A few years ago, I was prepping to release my most ambitious project to date: Double Your Freelancing Clients.
As a self-made entrepreneur, I was used to doing most things on my own. I code my own site, write my own content, do most of my own designs, and more. (Majoring in graphic design, then switching to computer science, and, finally, the Classics has really paid off.)
But video was something I knew little about.
And like with most things I know little about, I immediately dove in and read up and watched everything I could. I learned about Adobe Premiere, Final Cut Pro, cameras, lenses, and more.
Fortunately, I quickly realized the mistake I was making.
I tell people all the time to delegate out work they either don’t have the time to do, aren’t uniquely qualified to do, or just don’t know. “Spend a lot of time researching and experimenting” isn’t a viable strategy at this point in my business.
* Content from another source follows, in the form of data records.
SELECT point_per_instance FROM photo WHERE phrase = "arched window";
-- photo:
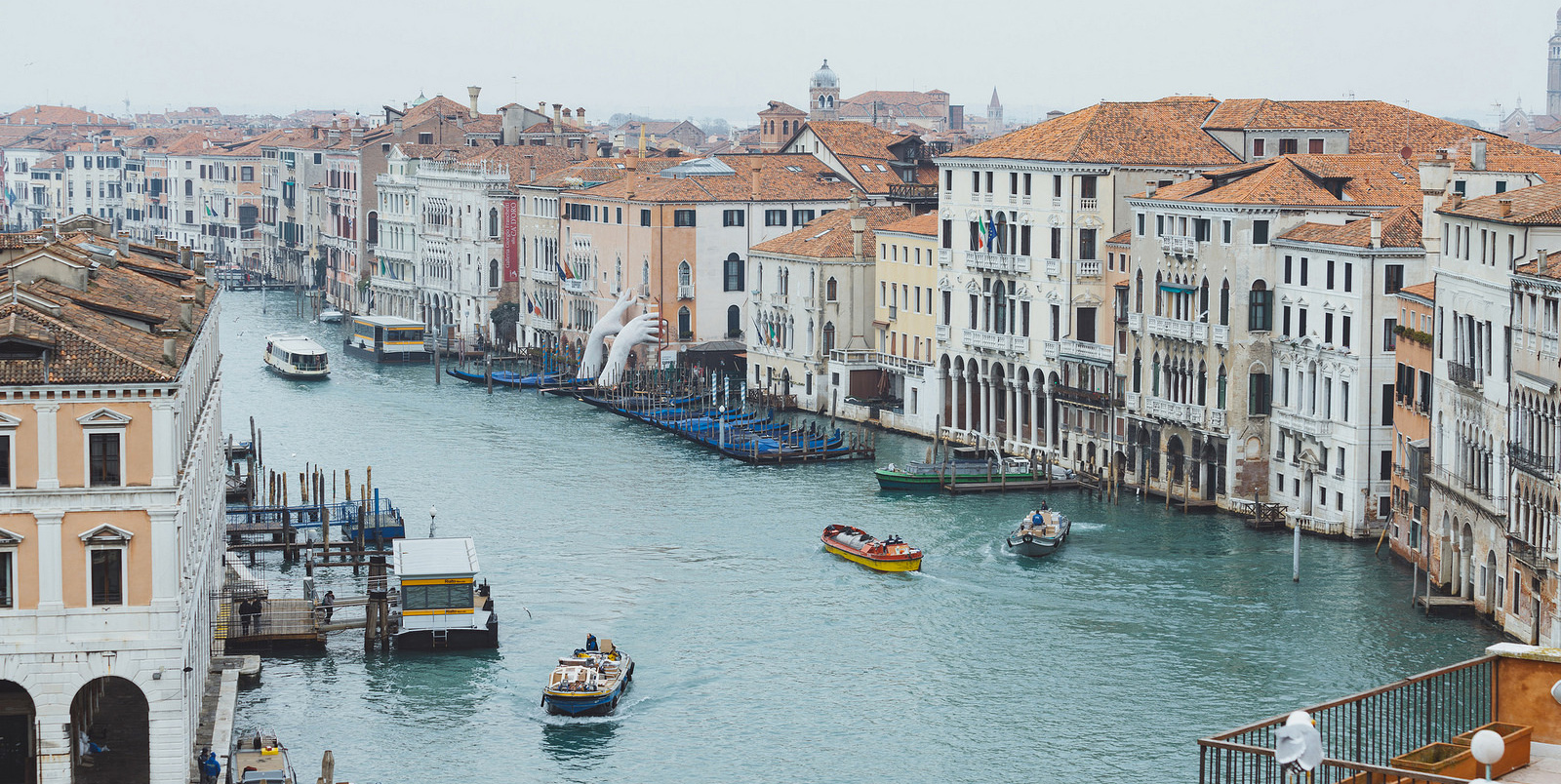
(1261, 308)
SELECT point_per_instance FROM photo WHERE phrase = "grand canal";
(762, 658)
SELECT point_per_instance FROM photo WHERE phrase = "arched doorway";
(109, 732)
(18, 756)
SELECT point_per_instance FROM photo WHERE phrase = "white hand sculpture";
(609, 325)
(642, 330)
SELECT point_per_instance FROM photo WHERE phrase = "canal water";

So I started reaching out to local videographers.
I met with people, most of whom did freelance filming and editing outside of their day job. Meetings took place at coffee shops, where I led the discussion and the freelancer I was speaking with would ask few questions, nod often, and never once really asked my why I cared about filming five hours of video.
The local who I thought had the best chance of getting this done quoted me $18 an hour, and figured the total budget would be around $1,500.
I thought he was joking.
For the last decade, I’d been doing web programming using Ruby. The going rate of a Ruby developer is often over $100 an hour, and it has been since I started. $18 an hour seemed abnormally low-ball.
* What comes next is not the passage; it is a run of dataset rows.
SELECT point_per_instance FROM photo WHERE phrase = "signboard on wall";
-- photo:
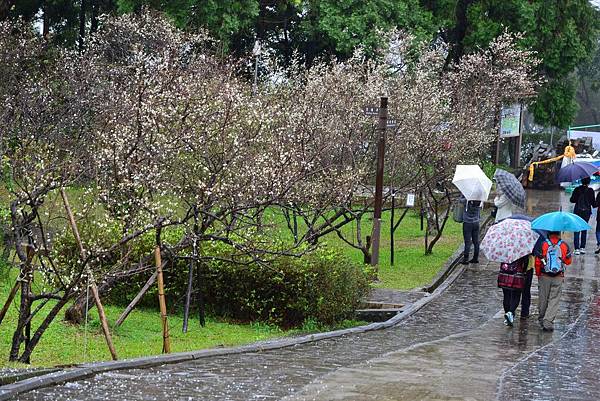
(574, 134)
(510, 121)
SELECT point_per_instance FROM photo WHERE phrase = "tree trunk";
(457, 36)
(24, 309)
(82, 8)
(5, 6)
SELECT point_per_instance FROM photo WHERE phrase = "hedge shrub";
(324, 286)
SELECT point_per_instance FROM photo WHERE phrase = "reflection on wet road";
(456, 348)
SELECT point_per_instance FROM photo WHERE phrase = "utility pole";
(379, 180)
(256, 52)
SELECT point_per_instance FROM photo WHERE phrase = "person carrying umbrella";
(583, 198)
(510, 242)
(471, 221)
(510, 193)
(550, 270)
(475, 188)
(550, 265)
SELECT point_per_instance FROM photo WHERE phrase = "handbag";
(458, 212)
(514, 281)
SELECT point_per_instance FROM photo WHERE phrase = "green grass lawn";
(65, 344)
(139, 335)
(412, 268)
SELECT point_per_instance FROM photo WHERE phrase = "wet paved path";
(456, 348)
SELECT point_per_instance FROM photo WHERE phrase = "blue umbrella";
(576, 171)
(560, 221)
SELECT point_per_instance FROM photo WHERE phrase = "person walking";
(584, 200)
(550, 269)
(597, 204)
(471, 220)
(504, 206)
(526, 291)
(511, 278)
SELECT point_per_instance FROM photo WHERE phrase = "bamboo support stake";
(135, 300)
(101, 313)
(8, 302)
(161, 301)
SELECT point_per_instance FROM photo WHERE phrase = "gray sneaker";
(508, 316)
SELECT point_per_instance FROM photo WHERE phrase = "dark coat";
(588, 193)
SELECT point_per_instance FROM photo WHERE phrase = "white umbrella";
(472, 182)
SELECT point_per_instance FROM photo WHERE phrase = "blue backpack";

Was something wrong with this guy? I actually thought this. I legitimately believed he was either 1) completely new at this, and was offering me a rate that would ensure he won the project or 2) wasn’t serious about the project.
Neither scenario did it for me.
I needed to make sure that this went off without a hitch. I was planning a big launch sequence and knew that I’d be bringing in multiple six-figures of revenue. If this freelancer screws up the project, I’m back at square one.
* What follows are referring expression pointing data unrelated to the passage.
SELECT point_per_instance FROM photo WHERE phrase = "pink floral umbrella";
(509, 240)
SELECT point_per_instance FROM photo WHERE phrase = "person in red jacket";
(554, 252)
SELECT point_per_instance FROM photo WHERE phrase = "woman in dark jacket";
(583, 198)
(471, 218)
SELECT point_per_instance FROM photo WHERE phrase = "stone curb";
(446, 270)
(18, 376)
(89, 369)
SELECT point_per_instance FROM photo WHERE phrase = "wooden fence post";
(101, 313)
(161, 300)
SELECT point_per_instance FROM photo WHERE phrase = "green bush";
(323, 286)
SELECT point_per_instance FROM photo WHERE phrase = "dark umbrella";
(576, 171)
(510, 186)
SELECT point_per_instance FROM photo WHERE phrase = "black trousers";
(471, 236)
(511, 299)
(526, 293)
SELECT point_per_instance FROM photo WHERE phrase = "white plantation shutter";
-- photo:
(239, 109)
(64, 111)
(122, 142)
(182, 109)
I had more at risk than just money. I had my time and reputation on the line.
I then reached out to someone from my list, a recent customer of Double Your Freelancing Rate, named David.
When he originally got word that I was working on a video course, he said he’d be happy to help. But he lived a few states away, and the idea of hiring someone to film you seemed like something you should do with a local. I initially passed.
I reached back out to David. Something just didn’t feel right.
The freelancer I had been speaking with was having a hard time staying in touch, and even though I knew he had a full-time job, I was starting to feel a bit iffy about the prospect of working with him.
We started chatting again, and here’s the email that did it for me:
What set David apart was that he wasn’t just concerned with his craft.
He wasn’t trying to get me to hire him to film and edit my video course. Instead, he was telling me that his chief concern was in helping me to build a better product.
David wasn’t afraid to let me know that he would cut a recording and tell me that I was losing him by going off on some weird tangent.
Nor was he afraid to ask me about who the target customer was of this course, what preconceptions they had about sales and marketing, and what I ultimately wanted them to get from watching my course.
He knew that I was more interested in creating better customers than I was creating better video courses.
By looking at his craft as being a tool that could get me from where I was now (having a list of people, many of whom had zero or half-baked sales funnels) to where I wanted to be.
A great video course was just a means to an end, and David knew that. I knew that.
But everyone else I spoke with didn’t, and were mostly concerned with the technical details of filming and editing.
This is why I paid David 15x more than everyone else wanted.
David was offering me a better product.
He wanted me to create a better, more impactful video course.
Think about the work you do, and how you typically present yourself to clients. Do you think of yourself as a designer of designs, a programmer of machines, a writer of words, or something else?
Do you sometimes forget to step back and look at the big picture, and realize that your value is more than the going rate for freelancers like you — if you would only stop focusing so much on what it is you do and start looking at what effect you have?
I want to pay editors who help me sell more books.
I want to pay designers who help make my brand look more trustworthy and approachable, thus driving more sales.
I want to pay coders who understand that what I want is a better, and more foolproof, user experience.
I want to pay coaches and consultants who help me figure out what needs to happen to get my business to the next level.
And, speaking as a client, I’m not alone. The reason you might not feel that you’re worth charging more is because you aren’t thinking about offering a better product.